ロシア中央銀行:3会合連続の利下げ。経済成長見通しの下方修正で緩和姿勢を維持
ロシア中央銀行は2020年7月24日、過半の市場予想通り政策金利である1週間物レポ金利を4.25%と、0.25ポイント引き下げました(図表1参照)。これで政策金利の引き下げは3会合連続となります。
ロシア中銀は20年の経済成長率見通しを下方修正したほか、インフレ率見通しを3.7-4.2%に引き下げました。ロシア中銀は声明で、状況が基本的な予想に沿って展開すれば、今後数回の政策決定会合で追加利下げの必要性を検討すると表明しています。
どこに注目すべきか:外貨準備高、成長率、感染者数、原油価格
新型コロナウイルスの感染拡大懸念から、新興国通貨は3月の大幅下落後、6月頃まではおおむね改善傾向でした(図表1参照)。しかし、足元では、依然改善傾向を維持する南アフリカランドやアジアの通貨などがある一方で、ロシアルーブルやトルコリラのように、回復が鈍い通貨もあります。新興国通貨が同様の動きをしていた局面から、国ごとの動向も反映する局面に変わりつつあるようです。
ロシアルーブルの変動要因をプラス面から振り返ります。
ロシアの外貨準備高は足元約5740億ドルで、過去最高水準近辺で推移しています。クリミア危機後にロシアの外貨準備高は3500億ドル近辺まで急落しましたが、ロシアは着実に外貨準備を積み上げています。

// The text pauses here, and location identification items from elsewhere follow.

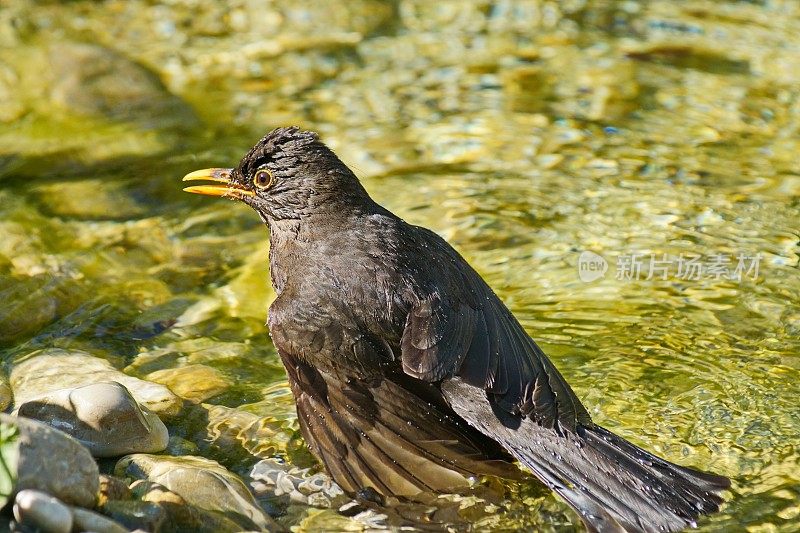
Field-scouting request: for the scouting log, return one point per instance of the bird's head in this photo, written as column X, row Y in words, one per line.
column 288, row 175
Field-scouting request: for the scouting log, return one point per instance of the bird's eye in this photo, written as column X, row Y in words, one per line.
column 263, row 179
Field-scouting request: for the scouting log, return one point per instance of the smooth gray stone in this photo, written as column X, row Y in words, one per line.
column 104, row 417
column 51, row 461
column 200, row 482
column 37, row 510
column 50, row 370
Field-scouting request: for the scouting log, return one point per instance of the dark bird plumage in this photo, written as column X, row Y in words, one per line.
column 409, row 373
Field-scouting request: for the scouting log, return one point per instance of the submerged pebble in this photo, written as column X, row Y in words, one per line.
column 54, row 369
column 200, row 482
column 196, row 383
column 39, row 511
column 104, row 417
column 85, row 520
column 50, row 461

財政は比較的健全です。財政赤字対GDP(国内総生産)比率も20年の見通しは5%を下回ると見込まれている一方、多くの新興国では10%前後の赤字が見込まれています。
貿易収支や経常収支は一応黒字を確保しています。しかしながら、黒字幅は減少傾向で、ルーブルの下支え要因とは言い難く、不透明要因という面もありそうです。